› M1 Support Forum › M1XEP getting hacked?
- This topic has 1 reply, 2 voices, and was last updated January 4, 2023 at 6:22 pm by Brad Weeks.
January 3, 2023 at 4:14 pm #6571Jeff Pierce
I have my M1XEP send me text alerts to my phone every time the M1G is armed or disarmed. Lately I’ve been getting text alerts in the middle of the nights saying the M1G has been armed or disarmed and I’m not doing it. My internet provider is Spectrum and I use their phone app to control my router. The Spectrum app says they are blocking some security threats to the M1XEP during the same hours that I get the text messages from my M1XEP saying the M1G has been armed or disarmed. I have announced sounds muted for arming and disarming at night so I don’t hear this happening from the M1G speaker.

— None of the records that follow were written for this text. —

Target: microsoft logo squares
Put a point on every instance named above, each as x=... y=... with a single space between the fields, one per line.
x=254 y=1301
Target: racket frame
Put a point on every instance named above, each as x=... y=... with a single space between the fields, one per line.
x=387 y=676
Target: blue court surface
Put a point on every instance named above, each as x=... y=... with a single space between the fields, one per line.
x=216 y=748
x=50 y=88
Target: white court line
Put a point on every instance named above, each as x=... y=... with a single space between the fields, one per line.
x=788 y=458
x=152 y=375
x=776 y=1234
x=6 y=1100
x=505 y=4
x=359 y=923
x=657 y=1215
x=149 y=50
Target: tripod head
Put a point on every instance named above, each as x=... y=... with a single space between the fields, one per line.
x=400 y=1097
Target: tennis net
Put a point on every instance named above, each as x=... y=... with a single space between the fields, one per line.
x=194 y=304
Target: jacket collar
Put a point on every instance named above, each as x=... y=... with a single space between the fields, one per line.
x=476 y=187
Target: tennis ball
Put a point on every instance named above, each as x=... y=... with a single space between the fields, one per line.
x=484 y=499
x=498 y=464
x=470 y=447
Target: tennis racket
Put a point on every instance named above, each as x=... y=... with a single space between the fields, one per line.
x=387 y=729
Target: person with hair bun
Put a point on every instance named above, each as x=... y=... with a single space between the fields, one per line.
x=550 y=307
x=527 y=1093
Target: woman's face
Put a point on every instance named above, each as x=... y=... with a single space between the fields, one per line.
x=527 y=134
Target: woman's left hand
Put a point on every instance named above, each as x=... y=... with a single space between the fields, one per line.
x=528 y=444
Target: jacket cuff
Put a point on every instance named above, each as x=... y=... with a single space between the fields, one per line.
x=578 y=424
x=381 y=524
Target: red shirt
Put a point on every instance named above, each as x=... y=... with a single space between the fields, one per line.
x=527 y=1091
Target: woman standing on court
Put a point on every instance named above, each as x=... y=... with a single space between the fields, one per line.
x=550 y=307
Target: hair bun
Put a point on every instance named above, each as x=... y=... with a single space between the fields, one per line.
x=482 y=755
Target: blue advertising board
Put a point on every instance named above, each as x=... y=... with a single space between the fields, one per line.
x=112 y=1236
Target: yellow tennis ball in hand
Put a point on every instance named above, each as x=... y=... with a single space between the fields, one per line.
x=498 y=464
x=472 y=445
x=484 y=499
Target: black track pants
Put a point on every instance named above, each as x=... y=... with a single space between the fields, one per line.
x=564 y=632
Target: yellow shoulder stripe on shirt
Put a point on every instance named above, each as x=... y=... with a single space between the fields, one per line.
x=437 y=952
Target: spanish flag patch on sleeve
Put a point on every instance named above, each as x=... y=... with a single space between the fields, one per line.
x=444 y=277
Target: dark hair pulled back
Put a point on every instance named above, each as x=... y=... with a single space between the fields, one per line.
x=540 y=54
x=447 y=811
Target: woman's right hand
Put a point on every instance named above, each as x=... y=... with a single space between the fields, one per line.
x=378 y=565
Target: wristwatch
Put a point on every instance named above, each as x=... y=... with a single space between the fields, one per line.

However, when I use M1RP2 and look at the logs I don’t see any attempts to arm or disarm the M1G at those same times. So to recap, my ISP sees an incoming IP address as a threat attacking the M1XEP and the M1XEP thinks the M1G is being armed or disarmed when this happens. It sends me a text to my phone but the M1G logs say nothing happened. So is the M1XEP susceptible to hacks?January 4, 2023 at 6:22 pm #6575Brad Weeks
Because there is no entry for arming and disarming in the M1 log, the M1 is not being armed or disarmed. Even if someone was able to gain remote access to arm/disarm, the M1 log would show it. Because it doesn’t show it, it is not happening.
Cellular providers do not guarantee text messages. Because of that you may lose or not receive some or receive duplicates of others. It sounds like you’re receiving duplicates. It could be that the M1XEP cannot verify the message was successfully delivered to your SNMP server, so it sends it again. A few months ago when Gmail, Yahoo and perhaps others implemented the App Password feature (learn more https://www.elkproducts.com/email-security-settings-using-app-passwords-for-gmail-and-yahoo-with-the-m1xep/ ) there were several scenarios email/text not being sent then all at once they all were received.
The apparent attacks you see on your router are nothing new. Everyone gets them. Most don’t even know it. There are thousands of bad-actors in the world that set up automated programs to scan IP addresses and ports on each IP address. If they think they found a live address, they will perform targeted probes against known applications, devices, and services. That is likely what your app is detecting. Rest assured that the M1XEP is well-protected from any scan, probe or attack, so long as you’ve chosen a good password for in-coming connections.
So, to sum up, no one is hacking your M1. The spurious text messages you receive are probably re-transmissions of messages that were already successfully sent.